A major side effect of the Coronavirus pandemic is the immense impact on California’s mental health and substance use. Over 22,000 overdoses and suicides are projected to result from forced isolation and rising unemployment.
Parity means substance abuse and mental illness needs to be treated equally as physical health. 90% of those with substance use disorders, and almost 60% of mentally ill adults go untreated. California’s 21-year old Mental Health Parity Act increased access to treatment by requiring insurers to cover medically necessary services. Though the Act was a big step forward, the law has become inadequate, loopholes exist, and an update is necessary.
Senate Bill 855, which I am co-authoring with Senator Scott Wiener (D – San Francisco) modernizes the Act by bringing it into conformity with modern practices. The Act currently requires insurers to cover “medically necessary” services, but fails to define exactly what that means. It also covers only nine severe mental illnesses and excludes all substance use disorders, like opioids, and most mental health conditions.
SB 855 incorporates recent federal court rulings and American Medical Association recommendations to ensure that health plans cover these treatments, including preventative and diagnostic care, SB 855 will reduce the enormous public cost of untreated substance abuse and mental illness, which include costs related to law enforcement, the court system, homelessness, Medi-Cal expenses, and many other public programs.

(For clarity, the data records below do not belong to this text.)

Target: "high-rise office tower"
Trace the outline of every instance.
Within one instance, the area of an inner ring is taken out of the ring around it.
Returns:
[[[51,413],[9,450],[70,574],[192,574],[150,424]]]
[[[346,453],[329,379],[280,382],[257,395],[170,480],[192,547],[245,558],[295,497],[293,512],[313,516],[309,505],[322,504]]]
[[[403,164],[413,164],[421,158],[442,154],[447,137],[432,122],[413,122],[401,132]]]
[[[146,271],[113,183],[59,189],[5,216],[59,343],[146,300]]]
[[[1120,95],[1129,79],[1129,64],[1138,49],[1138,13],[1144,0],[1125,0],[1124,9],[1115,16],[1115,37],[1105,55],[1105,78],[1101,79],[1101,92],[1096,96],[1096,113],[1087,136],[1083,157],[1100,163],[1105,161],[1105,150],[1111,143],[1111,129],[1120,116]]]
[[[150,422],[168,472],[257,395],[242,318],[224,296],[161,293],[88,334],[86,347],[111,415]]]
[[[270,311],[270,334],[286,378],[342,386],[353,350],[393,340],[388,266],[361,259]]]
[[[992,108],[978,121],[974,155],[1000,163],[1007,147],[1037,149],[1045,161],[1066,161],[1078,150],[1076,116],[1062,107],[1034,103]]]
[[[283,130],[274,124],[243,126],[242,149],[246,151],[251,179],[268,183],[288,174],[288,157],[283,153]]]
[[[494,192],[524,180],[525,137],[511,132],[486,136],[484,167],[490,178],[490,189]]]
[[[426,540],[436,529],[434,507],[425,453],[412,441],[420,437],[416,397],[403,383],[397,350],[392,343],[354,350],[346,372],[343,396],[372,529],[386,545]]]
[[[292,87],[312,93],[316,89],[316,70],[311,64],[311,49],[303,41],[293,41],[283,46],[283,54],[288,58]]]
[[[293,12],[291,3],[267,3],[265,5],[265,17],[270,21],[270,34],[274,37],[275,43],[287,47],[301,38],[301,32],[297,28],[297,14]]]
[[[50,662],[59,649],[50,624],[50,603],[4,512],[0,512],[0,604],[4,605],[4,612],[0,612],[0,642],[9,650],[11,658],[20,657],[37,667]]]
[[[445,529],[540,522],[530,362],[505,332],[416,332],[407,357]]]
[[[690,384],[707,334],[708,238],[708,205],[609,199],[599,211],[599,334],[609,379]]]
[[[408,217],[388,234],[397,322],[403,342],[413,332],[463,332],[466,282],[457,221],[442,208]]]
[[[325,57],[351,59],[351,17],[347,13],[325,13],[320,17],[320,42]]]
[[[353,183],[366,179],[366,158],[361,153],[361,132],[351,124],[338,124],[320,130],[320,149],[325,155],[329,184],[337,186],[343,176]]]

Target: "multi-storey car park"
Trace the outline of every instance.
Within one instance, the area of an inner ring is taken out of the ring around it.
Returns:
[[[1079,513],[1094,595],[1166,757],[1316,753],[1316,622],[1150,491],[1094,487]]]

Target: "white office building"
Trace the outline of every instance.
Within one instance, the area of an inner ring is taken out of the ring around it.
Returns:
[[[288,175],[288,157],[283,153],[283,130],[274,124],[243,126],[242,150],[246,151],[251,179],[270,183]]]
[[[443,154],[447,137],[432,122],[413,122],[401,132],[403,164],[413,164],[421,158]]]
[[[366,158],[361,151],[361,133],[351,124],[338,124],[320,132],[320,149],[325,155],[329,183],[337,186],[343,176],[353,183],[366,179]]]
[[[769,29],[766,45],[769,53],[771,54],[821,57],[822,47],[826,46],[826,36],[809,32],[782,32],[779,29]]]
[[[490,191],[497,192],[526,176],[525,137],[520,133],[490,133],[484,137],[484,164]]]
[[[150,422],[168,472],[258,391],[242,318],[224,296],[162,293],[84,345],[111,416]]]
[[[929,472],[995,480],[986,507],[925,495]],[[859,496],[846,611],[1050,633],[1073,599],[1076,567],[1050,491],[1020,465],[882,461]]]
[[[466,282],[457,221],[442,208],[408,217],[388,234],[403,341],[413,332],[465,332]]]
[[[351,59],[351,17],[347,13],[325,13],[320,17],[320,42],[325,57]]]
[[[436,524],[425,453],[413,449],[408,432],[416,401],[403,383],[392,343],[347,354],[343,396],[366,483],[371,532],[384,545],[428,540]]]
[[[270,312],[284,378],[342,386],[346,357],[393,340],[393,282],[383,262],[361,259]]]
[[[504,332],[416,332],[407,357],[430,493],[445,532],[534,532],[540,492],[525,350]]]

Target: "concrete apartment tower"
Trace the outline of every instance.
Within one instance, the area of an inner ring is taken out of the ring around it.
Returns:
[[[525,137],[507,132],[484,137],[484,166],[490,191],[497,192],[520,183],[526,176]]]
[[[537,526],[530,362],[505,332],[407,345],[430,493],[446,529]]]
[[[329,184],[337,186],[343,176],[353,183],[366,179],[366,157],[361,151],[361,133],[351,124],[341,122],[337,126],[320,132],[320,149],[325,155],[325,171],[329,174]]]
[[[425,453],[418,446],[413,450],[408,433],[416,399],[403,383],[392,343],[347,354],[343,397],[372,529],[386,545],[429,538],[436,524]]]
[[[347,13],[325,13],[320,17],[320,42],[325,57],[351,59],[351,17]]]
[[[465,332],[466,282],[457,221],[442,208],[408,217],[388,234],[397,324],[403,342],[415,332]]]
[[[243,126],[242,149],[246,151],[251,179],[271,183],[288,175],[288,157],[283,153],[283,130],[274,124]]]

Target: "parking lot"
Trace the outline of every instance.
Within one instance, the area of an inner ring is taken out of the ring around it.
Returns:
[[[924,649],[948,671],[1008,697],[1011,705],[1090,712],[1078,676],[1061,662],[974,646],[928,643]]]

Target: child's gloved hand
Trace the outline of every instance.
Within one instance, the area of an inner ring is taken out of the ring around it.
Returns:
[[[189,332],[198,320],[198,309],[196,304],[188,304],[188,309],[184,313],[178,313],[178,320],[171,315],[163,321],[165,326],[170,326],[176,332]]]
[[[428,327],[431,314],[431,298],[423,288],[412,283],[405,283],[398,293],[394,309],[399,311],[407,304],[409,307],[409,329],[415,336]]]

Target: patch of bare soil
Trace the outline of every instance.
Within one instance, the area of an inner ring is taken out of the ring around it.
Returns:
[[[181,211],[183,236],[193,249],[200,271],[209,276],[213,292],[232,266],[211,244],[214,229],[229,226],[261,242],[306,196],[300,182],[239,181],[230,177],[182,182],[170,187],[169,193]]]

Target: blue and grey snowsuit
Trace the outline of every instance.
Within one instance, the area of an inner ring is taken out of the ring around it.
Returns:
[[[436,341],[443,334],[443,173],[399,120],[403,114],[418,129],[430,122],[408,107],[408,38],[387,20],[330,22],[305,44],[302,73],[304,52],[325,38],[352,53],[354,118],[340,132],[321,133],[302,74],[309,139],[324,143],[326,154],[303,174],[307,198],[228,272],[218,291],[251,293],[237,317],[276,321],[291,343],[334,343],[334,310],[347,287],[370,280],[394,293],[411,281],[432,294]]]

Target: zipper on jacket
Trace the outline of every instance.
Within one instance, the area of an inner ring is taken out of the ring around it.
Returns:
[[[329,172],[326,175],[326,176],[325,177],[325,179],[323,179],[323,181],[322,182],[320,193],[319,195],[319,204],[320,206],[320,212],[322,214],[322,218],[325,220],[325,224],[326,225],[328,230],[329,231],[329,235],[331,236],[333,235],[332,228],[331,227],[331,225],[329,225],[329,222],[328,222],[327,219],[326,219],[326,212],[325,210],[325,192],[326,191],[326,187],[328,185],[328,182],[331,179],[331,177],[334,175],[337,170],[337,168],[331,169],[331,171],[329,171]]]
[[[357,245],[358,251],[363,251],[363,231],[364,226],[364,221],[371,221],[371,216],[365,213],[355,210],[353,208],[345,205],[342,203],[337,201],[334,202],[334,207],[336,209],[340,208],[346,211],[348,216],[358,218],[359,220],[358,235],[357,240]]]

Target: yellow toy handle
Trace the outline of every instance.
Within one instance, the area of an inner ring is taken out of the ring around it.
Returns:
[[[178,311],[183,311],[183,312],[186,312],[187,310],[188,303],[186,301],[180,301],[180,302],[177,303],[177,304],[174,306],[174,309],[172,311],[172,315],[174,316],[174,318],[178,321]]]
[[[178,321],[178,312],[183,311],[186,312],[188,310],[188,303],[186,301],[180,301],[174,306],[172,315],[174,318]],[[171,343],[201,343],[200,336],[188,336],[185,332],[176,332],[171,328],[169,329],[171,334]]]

SB 855 is supported by over 60 leading organizations, including the California Association of Public Hospitals and Health Systems, the California Association of Marriage and Family Therapists, and the California Narcotic Officers Association, to name just a few.
SB 855 passed the Senate and is now in the Assembly, where it just passed the Health Committee. The bill has bi-partisan support, and prospects for final passage look bright.